Both of these books tell remarkable stories that left me baffled that the end result was what it was. George Washington was a flawed man. He was always in debt, he doubted himself, he was proud to a fault, he made some bad choices. On the other hand, he was a leader that commanded universal respect and trust. He led an army of soldiers that seemed to be always starving, freezing, sick, and otherwise suffering in some way, shape or form. His army fought the most powerful country in the world. Somehow, with some key victories and some lucky breaks, they won. But that was not the end of the battle. Next, there was a government to form and people to convince. George Washington wanted to go back home to Virginia and rebuild his home and life. Instead of doing that, he agreed to be President of a country whose people were not all on board with this form of democracy that was being attempted. He held the experiment together with the same gravity of leadership that he had on the battlefield. In doing so, he relied on key allies like Alexander Hamilton to craft the strategy. He was the figurehead. It worked. When he refused a third term as President, his health was failing. He went home to Mount Vernon without the promise of many happy years ahead of him. He did give his life to his country.

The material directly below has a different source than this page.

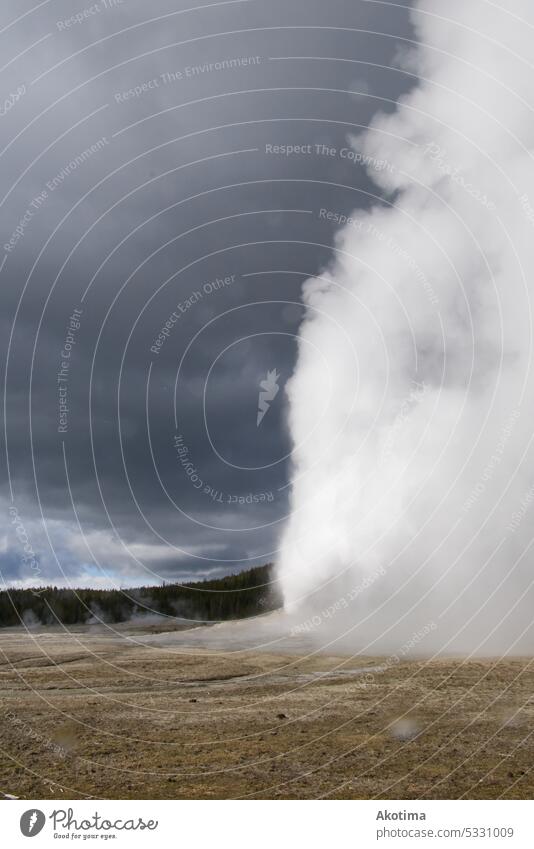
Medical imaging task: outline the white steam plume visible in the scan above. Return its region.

More than 200 years later, Vaclav Havel, a playwright, led a peaceful revolution that upended Communist rule in Czechoslovakia. Again, this story is so unlikely. When the Communists took over Czechoslovakia in 1948, the country became a land of repression. The rich cultural history of Eastern Europe was smothered under Soviet Rule. The pockets of protest, however, never went away. Most often, these pockets included the artists and intellectuals of the land. Havel was a part of this for years. He spent years in prison for his beliefs. He and his compatriots were fearless in their struggle. When in 1989, hundreds of thousands of Czech people flowed into Wenceslas Square, shaking their keys and demanding their home back, Havel was chosen as the President to figure out what to do with this land that was free for the first time in fifty years. Like Washington, he was not a politician, but he was a leader. Like Washington, he was flawed, but the passion of freedom drove him.
Having a playwright as a country’s president provides rich opportunity for quotable quotes. One that stood out for me was, “Hope is not a conviction that something will turn out well, but a certainly that something has a meaning regardless of how it turns out.”
These are books 11 and 12 of my goal to read 52 books this year.